Charge accumulation — Insulator materials have scientific and technological importance in diverse areas such as thermo-isolating coatings for spacecraft, optoelectronics solar panels, and applications of polymers, etc. During the bombardment of insulator materials with energetic particles, i.e., during ion implantation or ion beam analysis, the samples are often emitting light and are sparking.
Analysing insulator samples, due to charge accumulation on the beam spot a potential difference DU will be formed between the sample surface and the ground (e.g., sample holder), which is able to decelerate the incoming beam particles before they reach the sample and to accelerate the reaction products when they leave the sample surface.
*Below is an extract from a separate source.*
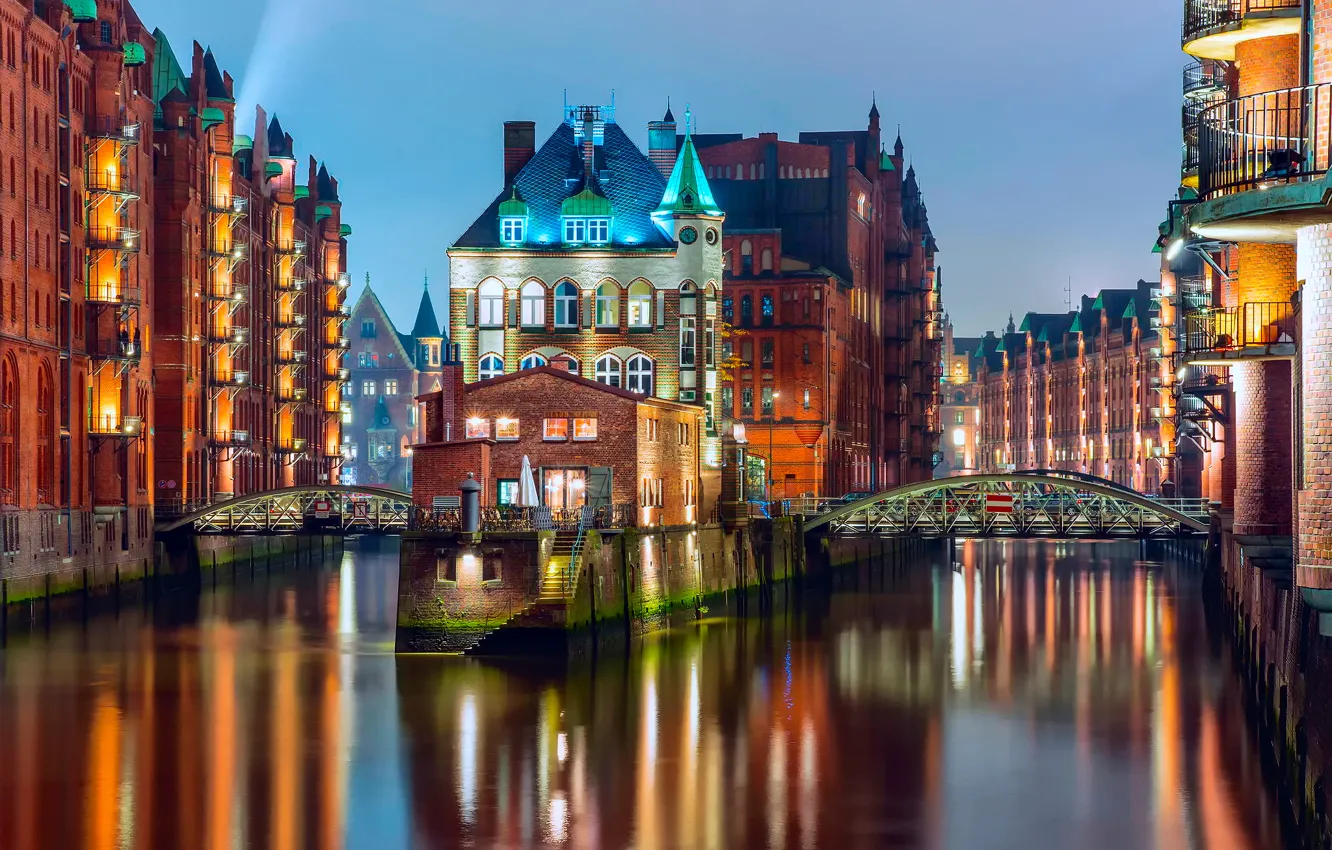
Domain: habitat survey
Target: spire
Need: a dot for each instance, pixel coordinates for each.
(687, 191)
(426, 325)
These deceleration and acceleration processes will modify the energy spectrum of the reaction products. In addition, due to the sparking, the potential difference DU is not stable during the experiments. The fluctuation dU will introduce new energy spread contributions to the conventional ones.
Despite all the efforts to eliminate the charge accumulation using thin cover layers, wrapping or masking the samples, applying relatively low beam currents or electron sources, sometimes the samples may be charged. Ion beam analysis spectrum evaluation code, DEPTH was extended by a module implementing a new model accounting for charging-up effects. The results are shown in Fig.1.
Figure 1. Comparison of He-BS spectra taken on 30 nm BaTiO3 layer on MgO substrate. a) Using Pt cover layer, b) with and c) without electron source. Vertical arrows represent the surface positions of Pt, Ba and Ti according to the energy calibration. Lines for various simulation by DEPTH. In Fig. a) and b) no charge accumulation is occurred. In Fig. c, the sample is charged up to DU=38 kV, dU=22.5kV. Dashed lines represent the charge state of outgoing ions (0, 1 and 2). Solid line represents DEPTH simulation, when the energy dependent charge state distribution is substituted by the two most abundant charge states.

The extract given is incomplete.